On Oct 14, 2010, at 4:27 PM, Cullen Jennings wrote:
3) The backwards comparability issue seems huge. Some people have said an
endpoint using this draft will not talk with one that only does 4975. Yet if
this draft if published as an RFC would basically depreciate the 4975 and
replace it with a the result of applying this diff to 4795. So if one person
implements the pre update version, and another person the post - it's not
clear to me how we migrate from old to new on the existing deployments. A
flag day is obviously not going to work. The more I look at this, the more I
think this draft needs to be recast as a backwards compatible extension to
4975 and not a draft that update 4975. When I look at how this changes 4975
it seems to mostly relax the existing security but not disallow things that
used to work so I think it should be possible to do this. On a side note, I
phoned a few people who I know that have MSRP implementation and none of them
had any plans to implement this and were surprised to hear there was a draft
th
at would update in 4975 with a change like this. To me this combined with the
no backwards compatibility issue argues strongly for figuring out how to make
this an extension instead of a change to MSRP.
Who were those people?
Everyone I've talked to not only knows about it, but has implementations.
(though in most cases implementations of the original acm proposal... they're
waiting on an RFC before changing again) Though I will concede my list of
vendors to ask this of is by nature going to be prone to doing this, since I
talk to folks to interop with and my systems implement acm as well.
As for the flag-day issue, in theory yes, I think it would require a flag-day
if there were a large population of legacy 4975 trying to talk to a population
of this extension. In practice, that hasn't been necessary afaict. The
domains that use full app server MSRP relays, a la 4975, have the ability to
interwork to an acm-style model in that app server; the domains that don't have
such app servers don't have a problem to begin with, since they had to use an
acm approach to not need to have app servers.
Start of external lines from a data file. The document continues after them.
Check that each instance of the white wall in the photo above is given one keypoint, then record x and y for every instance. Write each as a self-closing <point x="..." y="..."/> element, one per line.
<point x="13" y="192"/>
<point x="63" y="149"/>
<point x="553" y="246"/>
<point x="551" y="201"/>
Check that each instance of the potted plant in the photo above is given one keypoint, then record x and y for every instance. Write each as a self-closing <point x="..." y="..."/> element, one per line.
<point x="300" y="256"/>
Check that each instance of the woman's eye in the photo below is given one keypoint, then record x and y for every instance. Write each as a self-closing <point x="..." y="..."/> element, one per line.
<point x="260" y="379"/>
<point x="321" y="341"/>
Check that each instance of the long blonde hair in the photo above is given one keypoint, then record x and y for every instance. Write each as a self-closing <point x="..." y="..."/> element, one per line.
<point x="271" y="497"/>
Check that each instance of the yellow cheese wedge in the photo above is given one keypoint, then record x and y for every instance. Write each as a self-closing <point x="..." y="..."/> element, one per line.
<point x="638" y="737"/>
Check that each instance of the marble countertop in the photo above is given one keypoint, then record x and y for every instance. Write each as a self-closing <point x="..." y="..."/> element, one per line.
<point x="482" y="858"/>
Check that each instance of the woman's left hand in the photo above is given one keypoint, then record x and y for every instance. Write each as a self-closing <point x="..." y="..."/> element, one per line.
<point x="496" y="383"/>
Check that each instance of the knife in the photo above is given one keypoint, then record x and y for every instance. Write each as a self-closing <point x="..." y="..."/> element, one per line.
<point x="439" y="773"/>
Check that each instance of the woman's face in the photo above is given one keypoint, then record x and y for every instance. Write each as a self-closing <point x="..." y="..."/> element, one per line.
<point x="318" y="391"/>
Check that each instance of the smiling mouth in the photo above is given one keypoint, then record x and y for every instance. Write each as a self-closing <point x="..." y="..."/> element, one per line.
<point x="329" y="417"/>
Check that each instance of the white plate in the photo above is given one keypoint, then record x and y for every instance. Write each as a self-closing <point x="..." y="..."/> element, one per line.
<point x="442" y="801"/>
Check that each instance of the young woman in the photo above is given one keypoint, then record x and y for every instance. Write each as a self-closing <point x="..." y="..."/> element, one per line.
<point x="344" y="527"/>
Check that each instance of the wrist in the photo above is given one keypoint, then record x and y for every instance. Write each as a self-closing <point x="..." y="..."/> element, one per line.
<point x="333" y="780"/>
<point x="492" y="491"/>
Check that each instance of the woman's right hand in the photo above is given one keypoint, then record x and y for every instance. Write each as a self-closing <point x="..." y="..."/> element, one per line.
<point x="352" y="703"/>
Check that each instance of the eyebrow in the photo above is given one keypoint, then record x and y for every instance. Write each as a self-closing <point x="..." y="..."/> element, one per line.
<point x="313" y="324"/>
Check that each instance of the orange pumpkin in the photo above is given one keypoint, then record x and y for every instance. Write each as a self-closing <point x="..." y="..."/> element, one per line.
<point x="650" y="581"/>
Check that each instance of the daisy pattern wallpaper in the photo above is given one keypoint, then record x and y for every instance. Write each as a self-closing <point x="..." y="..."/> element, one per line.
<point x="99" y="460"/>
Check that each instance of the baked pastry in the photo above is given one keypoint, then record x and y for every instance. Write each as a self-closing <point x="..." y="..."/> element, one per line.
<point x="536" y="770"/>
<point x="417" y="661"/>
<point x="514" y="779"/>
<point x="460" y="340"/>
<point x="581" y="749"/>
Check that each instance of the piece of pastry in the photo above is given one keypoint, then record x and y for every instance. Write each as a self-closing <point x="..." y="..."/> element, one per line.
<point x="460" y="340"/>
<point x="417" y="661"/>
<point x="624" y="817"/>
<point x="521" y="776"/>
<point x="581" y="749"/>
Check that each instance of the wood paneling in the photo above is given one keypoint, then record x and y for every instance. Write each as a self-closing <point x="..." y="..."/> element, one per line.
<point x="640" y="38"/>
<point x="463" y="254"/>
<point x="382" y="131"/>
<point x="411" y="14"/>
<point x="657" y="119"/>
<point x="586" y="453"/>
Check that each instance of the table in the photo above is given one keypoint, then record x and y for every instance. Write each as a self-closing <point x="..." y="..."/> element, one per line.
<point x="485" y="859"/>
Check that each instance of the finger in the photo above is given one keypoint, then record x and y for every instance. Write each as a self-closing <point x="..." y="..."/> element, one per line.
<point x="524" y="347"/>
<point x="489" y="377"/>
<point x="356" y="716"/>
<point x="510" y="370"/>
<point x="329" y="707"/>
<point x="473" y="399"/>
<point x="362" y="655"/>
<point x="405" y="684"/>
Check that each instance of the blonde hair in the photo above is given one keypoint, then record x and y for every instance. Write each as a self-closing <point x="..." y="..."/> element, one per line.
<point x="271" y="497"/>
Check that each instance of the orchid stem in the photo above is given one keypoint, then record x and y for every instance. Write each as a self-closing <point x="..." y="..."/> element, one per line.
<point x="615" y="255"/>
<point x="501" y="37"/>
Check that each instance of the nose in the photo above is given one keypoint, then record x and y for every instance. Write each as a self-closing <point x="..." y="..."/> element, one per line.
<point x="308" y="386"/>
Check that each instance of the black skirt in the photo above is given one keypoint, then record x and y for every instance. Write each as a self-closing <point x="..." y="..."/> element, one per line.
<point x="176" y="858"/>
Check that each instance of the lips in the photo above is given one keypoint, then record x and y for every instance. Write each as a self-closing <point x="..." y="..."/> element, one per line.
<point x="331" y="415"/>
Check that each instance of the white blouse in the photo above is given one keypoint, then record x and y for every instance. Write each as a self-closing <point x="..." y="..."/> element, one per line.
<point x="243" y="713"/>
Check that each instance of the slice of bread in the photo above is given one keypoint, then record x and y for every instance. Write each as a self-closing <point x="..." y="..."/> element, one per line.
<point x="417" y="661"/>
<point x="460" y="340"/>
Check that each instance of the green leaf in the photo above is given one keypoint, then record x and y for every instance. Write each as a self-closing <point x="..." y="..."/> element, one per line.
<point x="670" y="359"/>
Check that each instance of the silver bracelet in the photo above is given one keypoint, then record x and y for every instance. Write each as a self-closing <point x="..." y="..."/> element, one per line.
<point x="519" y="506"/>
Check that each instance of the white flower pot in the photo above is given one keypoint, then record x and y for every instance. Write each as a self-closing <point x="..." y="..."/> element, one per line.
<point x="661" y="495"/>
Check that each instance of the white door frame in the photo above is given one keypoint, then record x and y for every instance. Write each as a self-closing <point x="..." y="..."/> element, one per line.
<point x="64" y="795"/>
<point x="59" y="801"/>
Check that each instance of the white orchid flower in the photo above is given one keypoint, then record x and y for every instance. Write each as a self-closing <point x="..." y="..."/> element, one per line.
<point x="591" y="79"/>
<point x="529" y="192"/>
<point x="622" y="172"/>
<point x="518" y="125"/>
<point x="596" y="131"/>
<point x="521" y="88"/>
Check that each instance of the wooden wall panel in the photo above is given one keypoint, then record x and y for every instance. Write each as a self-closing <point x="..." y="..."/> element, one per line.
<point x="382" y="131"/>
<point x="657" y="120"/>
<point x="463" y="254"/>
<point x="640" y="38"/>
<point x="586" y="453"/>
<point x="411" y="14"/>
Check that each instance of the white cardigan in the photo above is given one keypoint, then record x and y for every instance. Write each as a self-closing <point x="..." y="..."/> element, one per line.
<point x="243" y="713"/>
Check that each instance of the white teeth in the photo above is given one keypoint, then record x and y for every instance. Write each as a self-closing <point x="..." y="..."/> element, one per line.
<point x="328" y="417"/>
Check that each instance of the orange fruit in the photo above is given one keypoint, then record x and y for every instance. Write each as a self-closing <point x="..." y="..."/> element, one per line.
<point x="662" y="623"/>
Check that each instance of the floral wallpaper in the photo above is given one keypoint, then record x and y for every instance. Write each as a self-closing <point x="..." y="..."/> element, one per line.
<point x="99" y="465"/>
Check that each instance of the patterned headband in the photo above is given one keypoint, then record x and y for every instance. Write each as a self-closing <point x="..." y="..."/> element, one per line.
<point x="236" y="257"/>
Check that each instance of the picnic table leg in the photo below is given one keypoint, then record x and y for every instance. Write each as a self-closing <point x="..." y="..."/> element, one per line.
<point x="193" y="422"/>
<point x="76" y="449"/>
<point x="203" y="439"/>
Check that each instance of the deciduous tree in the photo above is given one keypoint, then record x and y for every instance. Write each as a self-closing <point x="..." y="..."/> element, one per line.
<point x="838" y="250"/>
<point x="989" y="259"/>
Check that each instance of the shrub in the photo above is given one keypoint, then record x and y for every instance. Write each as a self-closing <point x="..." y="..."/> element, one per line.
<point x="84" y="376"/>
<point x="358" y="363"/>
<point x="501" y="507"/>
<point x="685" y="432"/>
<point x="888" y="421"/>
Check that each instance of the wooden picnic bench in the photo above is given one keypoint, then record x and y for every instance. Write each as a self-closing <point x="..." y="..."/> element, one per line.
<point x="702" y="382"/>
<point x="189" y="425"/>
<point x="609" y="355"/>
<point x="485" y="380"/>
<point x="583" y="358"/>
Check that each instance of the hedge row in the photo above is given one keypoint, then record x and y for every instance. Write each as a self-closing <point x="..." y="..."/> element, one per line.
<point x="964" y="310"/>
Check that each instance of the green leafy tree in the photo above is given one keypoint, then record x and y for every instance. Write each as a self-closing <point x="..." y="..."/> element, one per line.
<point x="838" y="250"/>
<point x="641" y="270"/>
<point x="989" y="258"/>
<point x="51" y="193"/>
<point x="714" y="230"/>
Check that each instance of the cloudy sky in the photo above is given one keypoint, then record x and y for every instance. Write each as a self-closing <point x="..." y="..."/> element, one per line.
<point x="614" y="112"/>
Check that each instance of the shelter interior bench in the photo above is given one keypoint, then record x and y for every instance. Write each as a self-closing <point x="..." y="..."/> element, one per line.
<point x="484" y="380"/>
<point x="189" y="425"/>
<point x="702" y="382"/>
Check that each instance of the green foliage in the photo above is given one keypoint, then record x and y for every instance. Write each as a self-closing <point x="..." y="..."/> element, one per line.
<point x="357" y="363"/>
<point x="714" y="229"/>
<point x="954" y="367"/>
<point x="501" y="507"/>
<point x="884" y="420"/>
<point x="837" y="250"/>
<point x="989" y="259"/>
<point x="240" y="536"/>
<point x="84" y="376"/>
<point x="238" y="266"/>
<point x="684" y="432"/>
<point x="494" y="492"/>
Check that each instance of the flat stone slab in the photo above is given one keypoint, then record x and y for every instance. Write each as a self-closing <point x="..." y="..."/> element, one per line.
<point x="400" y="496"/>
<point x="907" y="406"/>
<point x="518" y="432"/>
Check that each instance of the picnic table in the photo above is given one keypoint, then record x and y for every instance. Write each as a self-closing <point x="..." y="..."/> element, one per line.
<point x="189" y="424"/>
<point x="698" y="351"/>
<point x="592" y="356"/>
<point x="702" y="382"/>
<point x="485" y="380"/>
4) When I search the email lists, I find more more people who see significant
problems with this than I find people that seem to think it is OK. I don't
think it has consensus -I think it just has people who stopped care. The
changes that needed to happen in IETF LC to fix this draft so it had any
chance of working at all more or less convinced me the WG did not read this
draft. The ietf(_at_)ietf(_dot_)org list is not an ideal location for
discussion that rewrites pretty much all of the normative text of this draft
(which is what is happening here).
I personally stopped caring when implementations of draft-acm showed up and the
problem was "solved". In some ways this fits in quite nicely with the recent
discussion on ietf(_at_)ietf about taking too long with RFCs and making their
bar very high, and people deploying drafts instead.